A woman gets a call from a stranger.
A TELEPHONE CALL FOR GENEVIEVE SNOW is used with permission from Peter Long. Learn more at peterlongdesig....
Genevieve Snow is a proper, modest young woman who teaches piano at a school, where she resides with other proper, modest young women. They are supervised -- or perhaps guarded -- by a stern, irascible older headmistress, who even rules over the school phone. Within this stultifying environment, Genevieve wilts in an unsatisfying life, a spinster looking down the barrel of a lonely existence.
One day, Genevieve is spotted by a man named Nigel driving past the school, who hears her summoned over the intercom. He decides to call her, and they have a conversation that is strange, intriguing and sinister. Intrigued, she continues her telephone correspondence with mysterious Nigel, which becomes stranger and more oddly seductive with each contact. When he finally reveals his ultimate secret, their mutual attraction may lead to fatal consequences.
Written and directed by Peter Long, this moody, surreal short drama achieves an intriguingly sinister and hypnotic spell, much like the same one exerted by the enigmatic caller that captivates the mousy, lonely titular character.
Nigel's spell over Genevieve is cast by the almost narcotic cadence of his language and suggestive, insinuating thoughts, and the craftsmanship also achieves a similar opiate-like quality through its singular dialogue and darkly beguiling imagery, rendered in beautifully gloomy black-and-white cinematography.
The storytelling takes its time establishing its rules of engagement for the audience, slowly constructing Genevieve's uniquely cloistered, stultifying world and her sense of isolation. The visuals are reminiscent of Fellini with their luminous use of black and white and their mix of the darkly fantastical, and like Fellini, the film has a dreamlike feel. The strange phone calls Genevieve begins receiving from Nigel, however, hint at a bigger, more peculiar world for her, full of strange fixations and appetites that are off-putting. But in such a circumscribed world, Nigel's attention is also flattering. Actor Beth Buchanan captures with delicacy and understatement how Genevieve falls under Nigel's spell, and her arc also guides the narrative shift into a strange, odd love story -- one that will transport Genevieve outside of her milieu, with grisly consequences.
Released in 2000 and the winner of the Silver Lion for Best Short Film at Venice that year, A TELEPHONE CALL FOR GENEVIEVE SNOW has an elongation of rhythm and narrative that feels classic and almost old-fashioned -- a style before digitized filming and editing made the lightning-paced, effects-laden style we're now used to possible, perhaps.
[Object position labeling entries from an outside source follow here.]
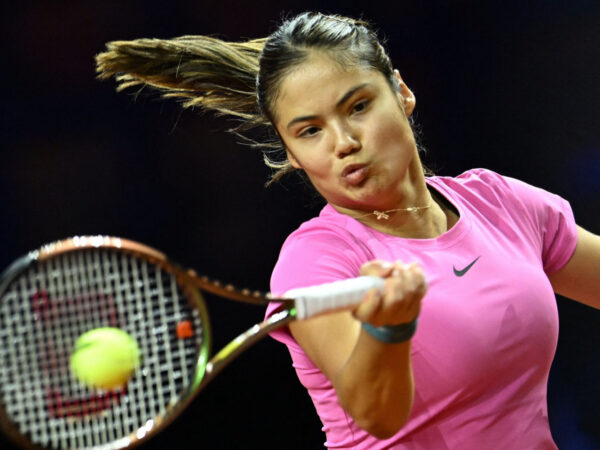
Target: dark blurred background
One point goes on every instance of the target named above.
(512, 86)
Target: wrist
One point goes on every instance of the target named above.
(392, 334)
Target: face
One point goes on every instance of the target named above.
(348, 130)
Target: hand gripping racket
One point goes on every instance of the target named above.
(51, 296)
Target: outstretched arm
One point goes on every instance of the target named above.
(373, 379)
(579, 279)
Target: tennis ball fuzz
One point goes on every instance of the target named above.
(105, 358)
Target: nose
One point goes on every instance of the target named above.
(346, 141)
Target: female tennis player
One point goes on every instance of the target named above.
(456, 350)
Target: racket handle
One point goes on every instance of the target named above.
(329, 297)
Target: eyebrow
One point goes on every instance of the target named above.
(339, 103)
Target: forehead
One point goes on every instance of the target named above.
(318, 83)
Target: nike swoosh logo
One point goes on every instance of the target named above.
(460, 273)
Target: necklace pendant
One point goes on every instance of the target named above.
(381, 215)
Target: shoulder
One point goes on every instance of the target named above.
(484, 187)
(326, 248)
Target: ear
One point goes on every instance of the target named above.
(293, 161)
(406, 96)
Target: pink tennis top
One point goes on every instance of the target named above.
(488, 326)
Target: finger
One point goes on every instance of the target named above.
(369, 307)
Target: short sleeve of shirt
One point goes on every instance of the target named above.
(315, 254)
(546, 217)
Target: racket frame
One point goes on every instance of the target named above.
(206, 368)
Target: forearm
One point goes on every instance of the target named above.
(375, 385)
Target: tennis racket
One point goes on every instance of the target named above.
(52, 295)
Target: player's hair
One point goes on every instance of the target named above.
(242, 79)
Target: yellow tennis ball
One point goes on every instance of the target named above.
(105, 358)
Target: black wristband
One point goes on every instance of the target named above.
(392, 333)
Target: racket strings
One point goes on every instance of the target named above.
(45, 310)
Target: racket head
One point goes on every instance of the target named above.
(51, 296)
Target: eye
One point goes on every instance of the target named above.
(309, 131)
(360, 106)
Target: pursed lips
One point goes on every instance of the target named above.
(355, 173)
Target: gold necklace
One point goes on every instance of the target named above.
(385, 215)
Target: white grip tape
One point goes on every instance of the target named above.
(329, 297)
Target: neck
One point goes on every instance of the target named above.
(421, 214)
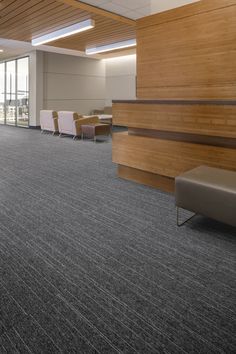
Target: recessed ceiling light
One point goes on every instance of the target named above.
(110, 47)
(64, 32)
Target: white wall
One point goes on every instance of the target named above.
(159, 6)
(73, 83)
(35, 87)
(120, 78)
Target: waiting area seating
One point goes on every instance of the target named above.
(72, 123)
(207, 191)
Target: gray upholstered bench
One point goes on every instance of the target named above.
(207, 191)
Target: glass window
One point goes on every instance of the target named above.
(2, 93)
(11, 92)
(23, 91)
(14, 92)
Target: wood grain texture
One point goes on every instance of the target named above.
(189, 52)
(24, 20)
(167, 184)
(166, 157)
(216, 120)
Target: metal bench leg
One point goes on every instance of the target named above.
(184, 222)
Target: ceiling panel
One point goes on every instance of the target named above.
(23, 20)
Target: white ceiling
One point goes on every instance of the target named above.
(13, 49)
(135, 9)
(130, 8)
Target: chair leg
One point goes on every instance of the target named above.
(183, 222)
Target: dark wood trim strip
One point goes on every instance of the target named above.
(180, 102)
(185, 137)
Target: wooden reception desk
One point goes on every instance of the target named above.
(168, 137)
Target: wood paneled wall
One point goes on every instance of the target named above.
(188, 117)
(185, 115)
(189, 52)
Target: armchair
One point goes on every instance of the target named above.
(67, 122)
(70, 122)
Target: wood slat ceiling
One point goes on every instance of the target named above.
(26, 19)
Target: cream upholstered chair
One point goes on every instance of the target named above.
(49, 121)
(70, 122)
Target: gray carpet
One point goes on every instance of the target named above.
(90, 263)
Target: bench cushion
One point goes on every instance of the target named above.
(208, 191)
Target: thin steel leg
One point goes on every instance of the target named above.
(178, 217)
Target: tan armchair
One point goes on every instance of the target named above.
(85, 121)
(70, 122)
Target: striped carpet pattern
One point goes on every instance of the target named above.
(90, 263)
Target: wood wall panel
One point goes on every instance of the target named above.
(166, 157)
(206, 119)
(167, 184)
(184, 54)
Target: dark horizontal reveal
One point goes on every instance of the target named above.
(185, 137)
(180, 102)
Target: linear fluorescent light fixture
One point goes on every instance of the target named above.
(110, 47)
(64, 32)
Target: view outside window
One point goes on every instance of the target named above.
(2, 90)
(11, 92)
(23, 91)
(14, 92)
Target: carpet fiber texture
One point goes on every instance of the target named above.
(90, 263)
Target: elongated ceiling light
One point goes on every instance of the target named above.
(112, 46)
(64, 32)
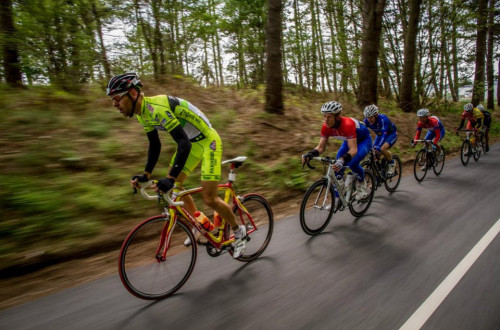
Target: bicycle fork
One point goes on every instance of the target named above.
(166, 234)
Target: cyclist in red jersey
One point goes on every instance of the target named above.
(357, 141)
(434, 126)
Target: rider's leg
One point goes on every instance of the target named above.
(487, 138)
(385, 151)
(213, 201)
(188, 200)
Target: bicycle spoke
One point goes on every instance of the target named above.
(259, 222)
(317, 207)
(361, 200)
(149, 275)
(420, 165)
(392, 181)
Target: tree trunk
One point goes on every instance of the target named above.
(342, 44)
(11, 62)
(498, 84)
(478, 89)
(104, 56)
(490, 104)
(274, 75)
(372, 11)
(330, 9)
(313, 47)
(406, 101)
(298, 43)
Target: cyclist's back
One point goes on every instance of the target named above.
(164, 112)
(349, 128)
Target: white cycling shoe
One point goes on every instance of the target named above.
(240, 242)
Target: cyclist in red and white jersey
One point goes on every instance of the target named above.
(435, 129)
(357, 141)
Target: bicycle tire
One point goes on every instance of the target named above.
(314, 218)
(483, 143)
(392, 181)
(259, 222)
(465, 152)
(141, 271)
(364, 202)
(477, 151)
(367, 165)
(439, 165)
(420, 161)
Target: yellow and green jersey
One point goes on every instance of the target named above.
(164, 112)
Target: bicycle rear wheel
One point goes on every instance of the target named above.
(143, 271)
(465, 152)
(368, 166)
(259, 222)
(361, 201)
(482, 142)
(392, 180)
(477, 151)
(420, 165)
(317, 207)
(439, 163)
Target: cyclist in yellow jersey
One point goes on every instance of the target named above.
(474, 116)
(196, 142)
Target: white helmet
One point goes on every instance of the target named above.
(468, 107)
(422, 113)
(370, 110)
(331, 107)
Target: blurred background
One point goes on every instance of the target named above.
(67, 155)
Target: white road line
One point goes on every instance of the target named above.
(422, 314)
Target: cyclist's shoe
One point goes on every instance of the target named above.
(440, 157)
(240, 241)
(197, 236)
(361, 190)
(390, 168)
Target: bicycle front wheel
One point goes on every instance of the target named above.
(259, 222)
(420, 165)
(477, 151)
(144, 271)
(317, 207)
(439, 163)
(465, 152)
(483, 143)
(392, 180)
(368, 166)
(361, 200)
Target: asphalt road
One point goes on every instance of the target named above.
(370, 273)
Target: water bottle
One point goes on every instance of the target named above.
(204, 221)
(348, 183)
(340, 179)
(217, 219)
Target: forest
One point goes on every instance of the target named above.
(259, 69)
(413, 51)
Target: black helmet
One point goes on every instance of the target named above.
(123, 83)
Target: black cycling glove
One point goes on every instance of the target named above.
(141, 177)
(310, 155)
(165, 184)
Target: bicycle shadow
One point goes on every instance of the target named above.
(128, 320)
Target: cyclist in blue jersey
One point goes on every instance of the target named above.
(357, 141)
(486, 125)
(386, 132)
(197, 142)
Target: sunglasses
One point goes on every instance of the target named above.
(118, 97)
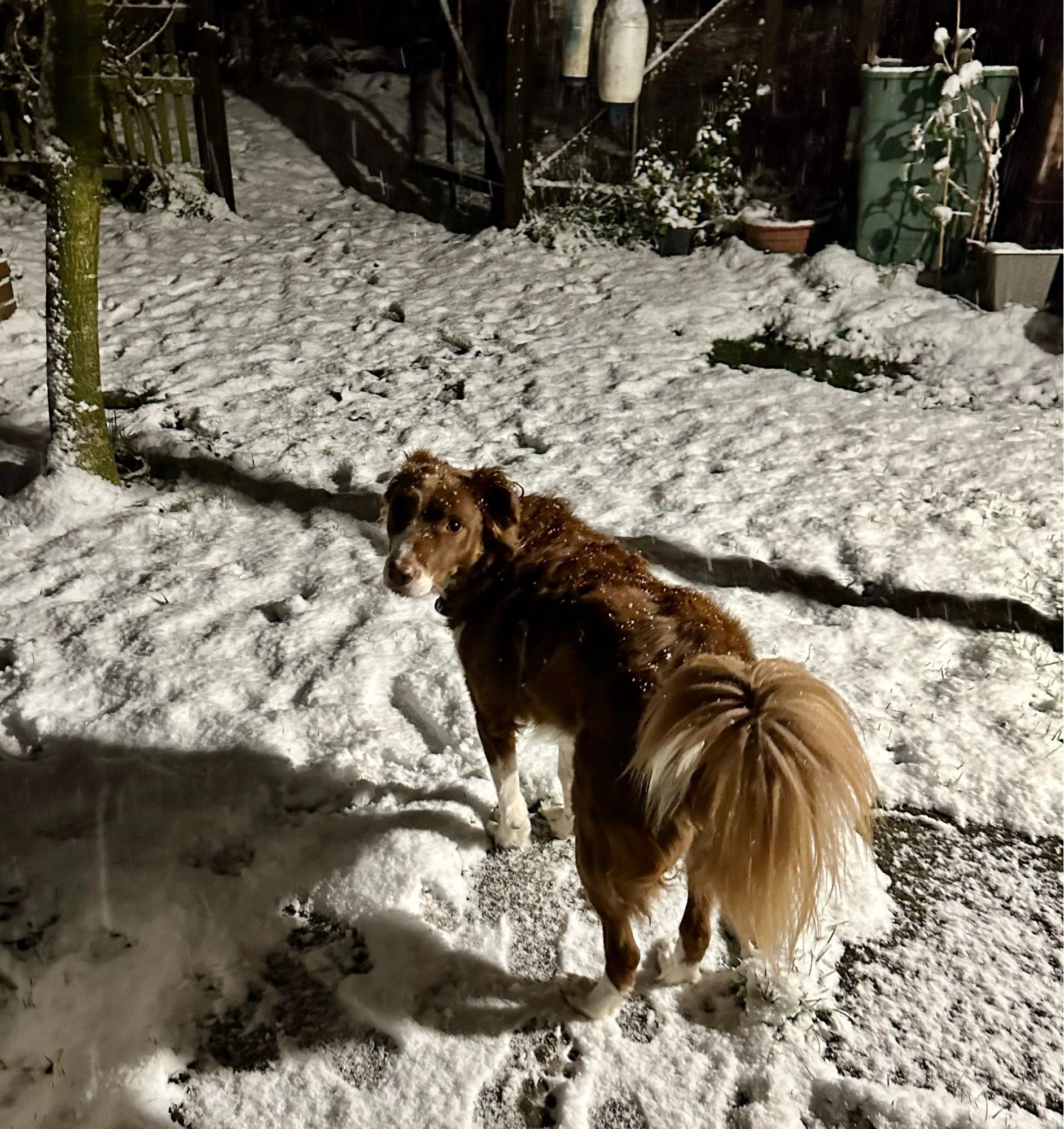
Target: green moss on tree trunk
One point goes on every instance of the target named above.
(71, 124)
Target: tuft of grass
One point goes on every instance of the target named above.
(767, 351)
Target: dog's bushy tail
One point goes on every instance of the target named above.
(763, 759)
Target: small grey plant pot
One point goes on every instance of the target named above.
(676, 241)
(1010, 275)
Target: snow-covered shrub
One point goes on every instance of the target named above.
(958, 117)
(702, 189)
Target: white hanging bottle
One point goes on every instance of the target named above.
(623, 51)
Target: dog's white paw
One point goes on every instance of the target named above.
(672, 969)
(511, 835)
(593, 1000)
(561, 820)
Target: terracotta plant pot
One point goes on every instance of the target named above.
(778, 235)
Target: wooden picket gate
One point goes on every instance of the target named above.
(178, 104)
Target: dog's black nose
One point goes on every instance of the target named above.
(397, 575)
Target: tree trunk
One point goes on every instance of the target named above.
(69, 119)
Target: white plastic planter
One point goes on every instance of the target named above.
(623, 51)
(1011, 275)
(576, 49)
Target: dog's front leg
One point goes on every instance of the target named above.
(561, 819)
(500, 746)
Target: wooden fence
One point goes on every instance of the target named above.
(807, 52)
(177, 104)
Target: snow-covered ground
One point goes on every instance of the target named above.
(244, 879)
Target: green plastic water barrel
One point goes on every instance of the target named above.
(892, 226)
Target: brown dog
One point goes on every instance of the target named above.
(676, 742)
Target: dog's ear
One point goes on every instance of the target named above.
(500, 504)
(416, 467)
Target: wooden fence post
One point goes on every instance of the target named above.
(510, 208)
(211, 109)
(8, 305)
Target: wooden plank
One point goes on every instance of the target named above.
(172, 69)
(165, 152)
(153, 84)
(480, 106)
(7, 135)
(25, 135)
(211, 109)
(144, 120)
(515, 106)
(110, 133)
(444, 172)
(129, 134)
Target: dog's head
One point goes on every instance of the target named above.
(442, 521)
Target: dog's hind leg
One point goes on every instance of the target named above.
(617, 883)
(561, 819)
(678, 964)
(500, 746)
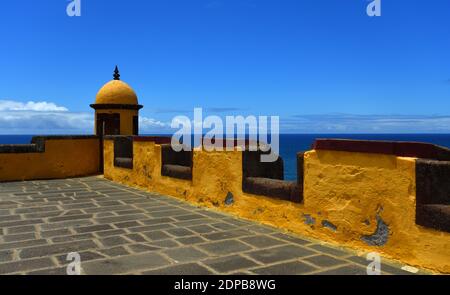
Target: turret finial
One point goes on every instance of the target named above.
(116, 74)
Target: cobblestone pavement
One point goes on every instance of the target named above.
(121, 230)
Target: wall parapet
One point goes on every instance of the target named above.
(397, 148)
(56, 156)
(37, 144)
(353, 194)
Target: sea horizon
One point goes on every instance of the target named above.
(291, 144)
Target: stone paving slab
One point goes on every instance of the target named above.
(122, 230)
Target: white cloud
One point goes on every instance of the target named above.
(41, 106)
(48, 118)
(348, 123)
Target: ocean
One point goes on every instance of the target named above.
(290, 144)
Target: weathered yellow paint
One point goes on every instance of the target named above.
(126, 119)
(62, 158)
(116, 92)
(346, 189)
(350, 189)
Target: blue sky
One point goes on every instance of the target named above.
(322, 66)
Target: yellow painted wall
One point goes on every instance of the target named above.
(126, 119)
(62, 158)
(346, 189)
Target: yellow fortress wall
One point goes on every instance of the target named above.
(54, 157)
(361, 200)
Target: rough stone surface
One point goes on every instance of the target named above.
(121, 230)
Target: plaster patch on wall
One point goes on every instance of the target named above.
(329, 225)
(309, 220)
(229, 199)
(381, 235)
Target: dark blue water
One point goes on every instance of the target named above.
(291, 144)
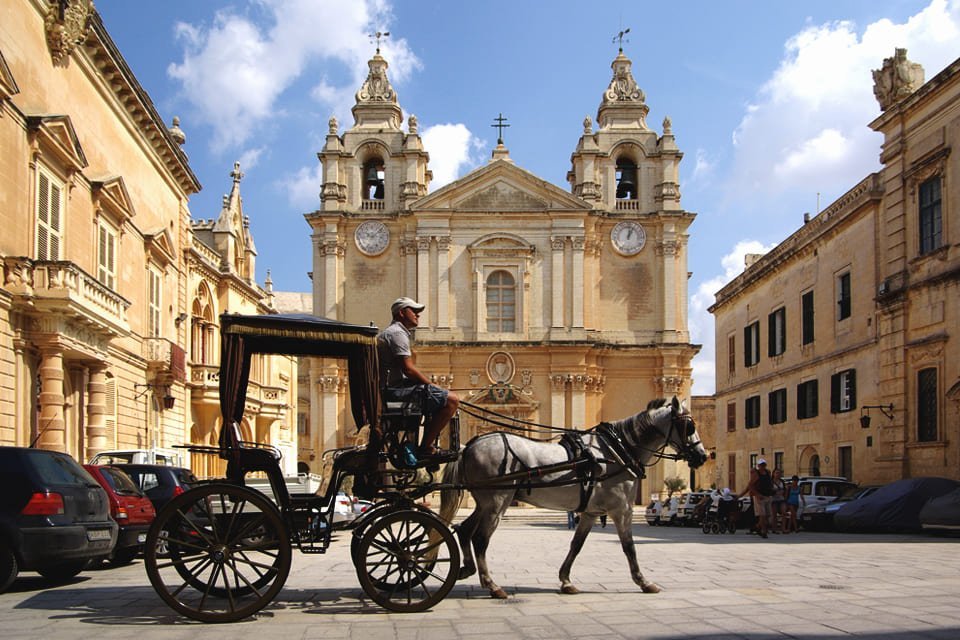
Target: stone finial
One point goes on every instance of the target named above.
(176, 132)
(896, 79)
(67, 25)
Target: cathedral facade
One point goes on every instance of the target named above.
(558, 306)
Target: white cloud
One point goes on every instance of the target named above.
(808, 124)
(235, 70)
(701, 321)
(303, 187)
(453, 149)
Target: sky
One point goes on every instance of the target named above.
(769, 101)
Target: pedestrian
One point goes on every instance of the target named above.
(792, 504)
(778, 504)
(760, 490)
(400, 380)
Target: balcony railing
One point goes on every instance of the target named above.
(62, 286)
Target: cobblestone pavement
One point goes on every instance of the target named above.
(807, 585)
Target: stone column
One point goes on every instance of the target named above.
(558, 400)
(577, 281)
(443, 283)
(578, 408)
(96, 436)
(423, 278)
(557, 244)
(51, 425)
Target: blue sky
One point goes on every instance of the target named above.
(769, 101)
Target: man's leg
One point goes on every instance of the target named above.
(439, 421)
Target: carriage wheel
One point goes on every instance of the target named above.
(227, 553)
(407, 561)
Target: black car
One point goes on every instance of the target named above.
(54, 517)
(159, 482)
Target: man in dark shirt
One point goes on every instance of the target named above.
(401, 380)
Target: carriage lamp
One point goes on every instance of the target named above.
(885, 409)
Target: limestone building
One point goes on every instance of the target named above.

But that more languorous, sensuous rhythm is part of the spell cast by this retelling of the Red Riding Hood fairy tale. It explores the classic allure of darkness and deviance, a set of impulses that have always bedeviled humanity throughout its recorded history. In a world so limited by social convention and expectations, such impulses seem to persist through the crack of civilized society and pull at us with their siren call.